I am so grateful to this author for stirring up these feelings within me so that I am reminded of the things that are most important. So that I can remember to live my life the best I can, even if I’m still scared some of the time. Breaths, one, two three. Breate in and out. I’m also grateful for John Green’s book tfios, even though I haven’t read it yet, because I can feel in my heart from the general themes people have let slip, and the response overall, that it will be a positive and beautiful thing in my life at this time.
It’s okay. Remember to be loving to people, even those who’s choices seem silly, or stupid, or wrong to you, because no matter how smart or experienced or right you are, you still don’t know.
When I went to the mall I saw John Green’s new book, The Fault in Our Stars, in Coles. I checked the signatures and they were all purple. I’m still waiting for my copy in the mail (I should get it in a couple days) but I started feeling emotional just reading the dust jacket. I think this book is just what I need in my life right now to remind me of that even in the midst of a fear of oblivion, there can be hope and love and meaning.
I haven’t read it, so what do I know. But still, it’s clear from the response so far that it’s a powerful and genuine novel, and I can’t wait.
I am extremely pleased to share a middle name with Hazel.

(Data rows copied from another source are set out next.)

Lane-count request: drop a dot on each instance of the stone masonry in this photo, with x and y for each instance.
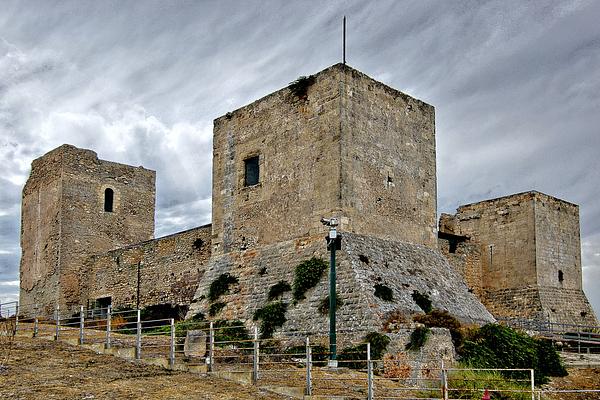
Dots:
(521, 255)
(335, 144)
(166, 270)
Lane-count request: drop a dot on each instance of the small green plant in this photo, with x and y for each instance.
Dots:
(306, 276)
(422, 301)
(278, 289)
(497, 346)
(272, 316)
(443, 319)
(470, 384)
(383, 292)
(215, 308)
(220, 286)
(324, 304)
(355, 357)
(418, 338)
(299, 87)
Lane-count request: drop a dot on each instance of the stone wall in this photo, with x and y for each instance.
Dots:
(344, 145)
(363, 262)
(388, 163)
(465, 257)
(521, 255)
(558, 246)
(64, 220)
(169, 270)
(506, 228)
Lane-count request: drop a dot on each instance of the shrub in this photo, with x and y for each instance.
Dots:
(383, 292)
(496, 346)
(443, 319)
(215, 308)
(278, 289)
(324, 304)
(272, 316)
(220, 286)
(306, 276)
(418, 338)
(422, 301)
(163, 311)
(299, 87)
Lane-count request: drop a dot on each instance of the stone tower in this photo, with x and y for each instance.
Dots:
(335, 143)
(522, 255)
(75, 205)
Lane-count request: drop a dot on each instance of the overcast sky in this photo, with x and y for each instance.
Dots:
(515, 84)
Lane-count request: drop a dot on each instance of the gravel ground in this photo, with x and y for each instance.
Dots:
(40, 369)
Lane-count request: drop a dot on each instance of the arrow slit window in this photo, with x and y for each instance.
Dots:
(251, 171)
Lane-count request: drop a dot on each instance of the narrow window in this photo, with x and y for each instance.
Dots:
(108, 200)
(251, 171)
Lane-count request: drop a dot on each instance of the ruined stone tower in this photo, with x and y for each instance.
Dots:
(522, 255)
(336, 143)
(75, 205)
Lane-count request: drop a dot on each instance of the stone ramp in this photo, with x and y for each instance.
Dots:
(363, 262)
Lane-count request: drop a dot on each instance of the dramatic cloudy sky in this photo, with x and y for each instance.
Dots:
(516, 86)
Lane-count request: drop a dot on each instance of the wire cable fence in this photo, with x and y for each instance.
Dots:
(297, 361)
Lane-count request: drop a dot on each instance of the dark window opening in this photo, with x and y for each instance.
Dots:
(108, 199)
(452, 245)
(198, 243)
(251, 171)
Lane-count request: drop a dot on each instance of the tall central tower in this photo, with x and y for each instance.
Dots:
(335, 143)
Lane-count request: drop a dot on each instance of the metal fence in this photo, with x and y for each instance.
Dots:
(291, 362)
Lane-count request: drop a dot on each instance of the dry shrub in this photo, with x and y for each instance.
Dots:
(118, 322)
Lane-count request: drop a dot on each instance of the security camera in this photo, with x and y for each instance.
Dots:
(329, 222)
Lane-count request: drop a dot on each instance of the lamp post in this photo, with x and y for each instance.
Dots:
(333, 244)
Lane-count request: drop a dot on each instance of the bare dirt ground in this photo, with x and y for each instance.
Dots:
(578, 378)
(40, 369)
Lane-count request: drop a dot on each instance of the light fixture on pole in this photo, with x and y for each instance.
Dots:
(334, 240)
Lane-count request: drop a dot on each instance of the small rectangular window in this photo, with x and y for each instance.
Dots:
(251, 171)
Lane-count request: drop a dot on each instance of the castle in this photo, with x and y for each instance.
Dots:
(337, 143)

When I got the idea for drawing Ordinary Superpower comics it was really a combination of two ideas. One was something I read a long time ago, that I don’t even remember the source of, about a boy who wrote stories about people with, well, ordinary superpowers. An example would be having a pinky finger that could turn invisible or was really strong. I honestly don’t even remember if his characters made use of the abilities or if they were sort of useless. The second idea was really just the belief that people are more significant than they realize. That the little things matter. I think that there are two very prevalent viewpoints in our society. One that there are so many people, and that they are so small in the course of everything that they don’t matter, that nothing really matters.
The other is that size, and durability are not really the measures of worth. That small actions can have huge impact or that changing a single life is of huge value. The butterfly effect would be considered a real world example of this phenomenon. I prefer this viewpoint, in which consciousness and life and creativity is considered beautiful and precious despite the abundance of people that have been and will be and I’ll tell you why. I don’t think it’s a question that we’ll ever really have an answer for, and instead of fretting about what is right in cases such as these, I think we should believe what makes us the most inspired, productive, happy human beings possible. After all, even if we’re wrong, we stand more to gain by believing, and trying, and being than we do fretting about the inevitable. I think this makes an incredibly strong argument both for optimism, and against fate.
However, back to your original question, I think loving books is a valid and valuable attribute to celebrate. And my comic really does come down to celebrating things that may be overlooked (in a lighthearted and visually pleasing way.) Reading can open up a world of possibilities, and help create more thoughtful, understanding and empathetic people. It’s really an incredible thing humans have created, that allows not only the passage of information efficiently from person to person through the passage of time, but for many of us to feel slightly more understood, and less alone in this infinite universe.